Hospitals to pay for errors that result in injury or death
- 20 Nov
If hospitals cover up mistakes that cause injury they could be hit with financial penalties.
As well as financial penalties, hospitals have to provide patients with a named consultant during their stay in an attempt to improve the safety of care across the NHS. Part of the plans also sees the legalisation of hospitals obliged to tell patients or relatives if treatment has harmed or killed someone through a new statutory "duty of candour" on providers of care.
Doctors, nurses and other NHS staff will also be put under obligation of honesty by having their codes of conduct extended. If people admit errors as soon as they happened they will receive a lighter punishment if disciplined by their regulator, reports the Guardian.

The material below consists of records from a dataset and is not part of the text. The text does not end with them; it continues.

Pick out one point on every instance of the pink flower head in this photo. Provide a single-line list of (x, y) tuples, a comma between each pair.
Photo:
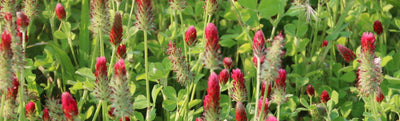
[(379, 97), (346, 53), (240, 112), (271, 118), (119, 68), (22, 20), (324, 43), (378, 27), (223, 76), (238, 90), (121, 51), (228, 63), (30, 109), (258, 44), (262, 59), (310, 90), (101, 68), (190, 36), (325, 96), (69, 106), (266, 103), (60, 11), (116, 30), (280, 81), (46, 116), (367, 42)]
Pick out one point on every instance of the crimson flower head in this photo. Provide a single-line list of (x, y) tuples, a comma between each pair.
[(262, 59), (325, 96), (223, 76), (46, 116), (240, 112), (22, 20), (119, 68), (30, 109), (211, 100), (310, 90), (60, 11), (378, 27), (280, 81), (367, 42), (258, 44), (190, 36), (116, 30), (69, 106), (346, 53), (324, 43), (121, 51), (101, 68), (228, 63), (379, 97)]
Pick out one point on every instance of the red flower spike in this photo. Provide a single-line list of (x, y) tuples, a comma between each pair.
[(346, 53), (310, 90), (367, 42), (262, 59), (258, 44), (223, 76), (69, 106), (378, 27), (228, 63), (324, 43), (190, 36), (119, 69), (379, 97), (240, 112), (101, 68), (325, 96), (60, 11), (116, 30), (30, 109), (121, 51), (22, 20), (46, 116)]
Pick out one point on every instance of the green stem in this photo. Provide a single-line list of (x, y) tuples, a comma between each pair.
[(146, 65), (97, 111)]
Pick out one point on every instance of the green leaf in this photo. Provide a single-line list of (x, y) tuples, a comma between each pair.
[(252, 4), (60, 35), (140, 102)]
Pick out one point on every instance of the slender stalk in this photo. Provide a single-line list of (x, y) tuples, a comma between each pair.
[(258, 88), (97, 111), (146, 66)]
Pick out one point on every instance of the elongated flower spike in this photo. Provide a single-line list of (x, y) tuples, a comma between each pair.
[(69, 106), (378, 27), (121, 51), (144, 15), (191, 36), (210, 6), (121, 96), (179, 64), (101, 90), (239, 93), (325, 96), (346, 53), (212, 51), (223, 76), (116, 30), (60, 12), (211, 100), (228, 63), (259, 44), (240, 112)]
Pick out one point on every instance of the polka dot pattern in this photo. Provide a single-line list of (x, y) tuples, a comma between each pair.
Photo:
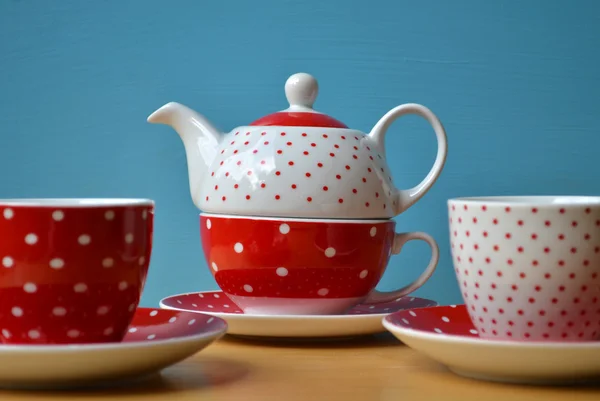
[(296, 259), (169, 324), (299, 172), (219, 302), (528, 273), (448, 320), (65, 266)]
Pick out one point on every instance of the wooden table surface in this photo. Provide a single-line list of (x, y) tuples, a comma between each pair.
[(374, 368)]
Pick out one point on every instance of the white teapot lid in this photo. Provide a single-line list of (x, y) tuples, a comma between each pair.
[(301, 90)]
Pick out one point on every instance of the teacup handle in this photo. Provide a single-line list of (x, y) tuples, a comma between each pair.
[(399, 240), (407, 197)]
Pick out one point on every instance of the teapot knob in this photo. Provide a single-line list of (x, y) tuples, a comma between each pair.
[(301, 90)]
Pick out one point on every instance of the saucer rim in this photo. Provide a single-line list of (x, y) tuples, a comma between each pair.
[(476, 341), (284, 317), (207, 334)]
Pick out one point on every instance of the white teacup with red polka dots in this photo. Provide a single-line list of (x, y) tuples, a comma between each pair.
[(529, 267)]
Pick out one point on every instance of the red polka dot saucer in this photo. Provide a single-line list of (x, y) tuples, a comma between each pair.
[(364, 319), (156, 339), (446, 334)]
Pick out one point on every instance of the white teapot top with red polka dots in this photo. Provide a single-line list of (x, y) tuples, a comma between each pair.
[(297, 162)]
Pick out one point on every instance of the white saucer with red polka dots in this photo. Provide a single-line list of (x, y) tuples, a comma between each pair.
[(446, 334), (364, 319), (155, 339)]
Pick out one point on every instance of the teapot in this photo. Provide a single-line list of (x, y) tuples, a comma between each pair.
[(297, 162)]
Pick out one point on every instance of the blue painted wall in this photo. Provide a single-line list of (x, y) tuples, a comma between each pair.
[(516, 85)]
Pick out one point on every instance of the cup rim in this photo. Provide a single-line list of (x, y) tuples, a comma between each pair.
[(530, 200), (296, 219), (79, 203)]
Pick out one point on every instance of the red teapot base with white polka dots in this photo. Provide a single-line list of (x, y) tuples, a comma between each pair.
[(72, 270), (304, 266)]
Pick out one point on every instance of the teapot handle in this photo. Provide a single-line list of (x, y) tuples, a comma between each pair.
[(407, 197)]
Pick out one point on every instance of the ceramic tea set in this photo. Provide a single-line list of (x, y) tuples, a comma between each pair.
[(297, 230)]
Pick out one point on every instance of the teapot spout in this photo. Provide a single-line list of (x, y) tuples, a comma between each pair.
[(200, 138)]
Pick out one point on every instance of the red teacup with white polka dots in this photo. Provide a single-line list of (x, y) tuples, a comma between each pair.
[(304, 266), (529, 267), (72, 270)]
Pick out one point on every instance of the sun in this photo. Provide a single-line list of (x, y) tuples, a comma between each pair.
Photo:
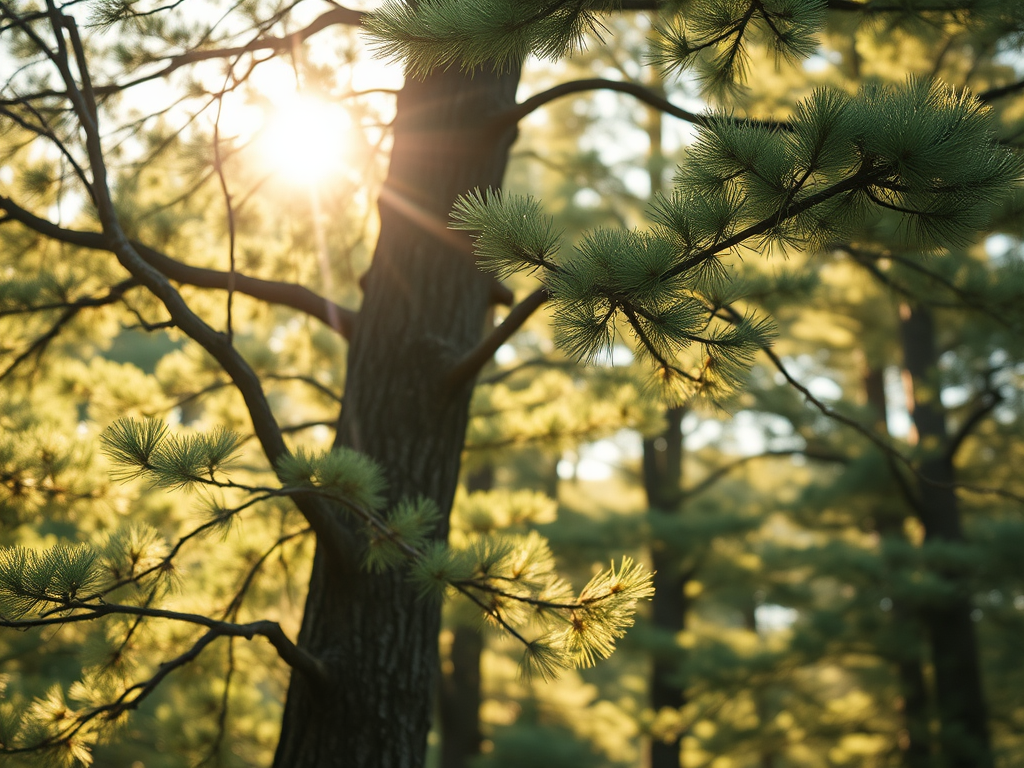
[(303, 139)]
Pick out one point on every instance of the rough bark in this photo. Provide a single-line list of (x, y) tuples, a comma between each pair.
[(962, 706), (424, 305), (663, 476), (914, 739)]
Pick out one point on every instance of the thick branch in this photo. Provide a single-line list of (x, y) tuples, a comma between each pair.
[(637, 90), (987, 403), (330, 531), (338, 15), (284, 294), (718, 474), (292, 654), (471, 365), (1004, 90)]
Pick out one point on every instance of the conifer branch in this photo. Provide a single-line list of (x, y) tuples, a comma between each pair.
[(987, 402), (338, 15), (639, 91), (720, 472), (1001, 91), (859, 180), (880, 442), (329, 530), (477, 357), (273, 292), (289, 651), (866, 259)]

The new changes have been proposed by ministers after the Mid Staffordshire hospital scandal as part of a drive to make the NHS the world's safest healthcare system.
Under the proposals hospitals that are not open and honest with patients or relatives about errors that end up causing harm or death could have to pay some or all of any compensation that resulted. They would also risk having their indemnity insurance taken away of reduced if evidence proved events could be prevented.
Dr Johnny Marshall, director of policy at the NHS Confederation says "We will want to ensure that any process of reducing or removing compensation-funding is fair and that there are no unintended consequences for NHS trusts."
A spokesman for Patient Concern, a campaign group, said: "Making hospitals pay compensation for negligent care from their own budgets if they are not open and honest about what went wrong, instead of from the central litigation fund, may encourage better behaviour. But if it doesn't, then cuts to services will result. Patients become the losers," he said.